The sum of terms of the series \[2,5,8,......\] is 950.find \[n\]

Answer 1

Hint: Here,first find out which series it is then use the sum of n terms of that series. Given series is in the form of A.P.

Complete step-by-step answer:
Given 2,5,8….
As we can see the difference between two consecutive terms are constant i.e 3. Hence the given series is in AP.
So, \[a = 2,d = 3,{S_n} = 950\]
We know that the formula for \[{S_n}\] is given by \[{S_n} = \dfrac{n}{2}\left( {2a + (n - 1)d} \right) = 950\]
\[ \Rightarrow \dfrac{n}{2}\left( {2a + (n - 1)d} \right) = 950\]
\[ \Rightarrow \dfrac{n}{2}\left( {2 \times 2 + (n - 1)3} \right) = 950\]
\[ \Rightarrow n(4 + 3n - 3) = 950 \times 2\]
\[ \Rightarrow n(1 + 3n) = 1900\]
\[ \Rightarrow n + 3{n^2} = 1900\]
\[ \Rightarrow 3{n^2} + n - 1900 = 0\]
Using the formula \[x = \dfrac{{ - b \pm \sqrt {{b^2} - 4ac} }}{{2a}}\]we get
\[ \Rightarrow n = \dfrac{{ - 1 \pm \sqrt {1 - 4 \times 3 \times ( - 1900)} }}{{2 \times 3}}\]
\[ \Rightarrow n = \dfrac{{ - 1 \pm \sqrt {1 + 22800} }}{6}\]
\[ \Rightarrow n = \dfrac{{ - 1 \pm \sqrt {22801} }}{6}\]
\[ \Rightarrow n = \dfrac{{ - 1 \pm 151}}{6}\]
\[ \Rightarrow n = \dfrac{{150}}{6},\dfrac{{ - 152}}{6}\]
Now n cannot be negative hence \[n = 25\]
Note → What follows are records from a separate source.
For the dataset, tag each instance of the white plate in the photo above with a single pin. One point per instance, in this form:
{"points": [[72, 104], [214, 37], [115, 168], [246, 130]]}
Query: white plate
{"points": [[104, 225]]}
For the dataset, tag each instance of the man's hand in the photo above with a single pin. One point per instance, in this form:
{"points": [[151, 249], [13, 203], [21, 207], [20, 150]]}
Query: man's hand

Note: (i) The negative value n needs to be discarded since, n is a positive integer and terms cannot be negative.
(ii) Three things determine an AP First term, common difference and number of terms knowing these you can find the AP. Depending on data given apply the appropriate formula and find the unknowns. Be careful with calculations.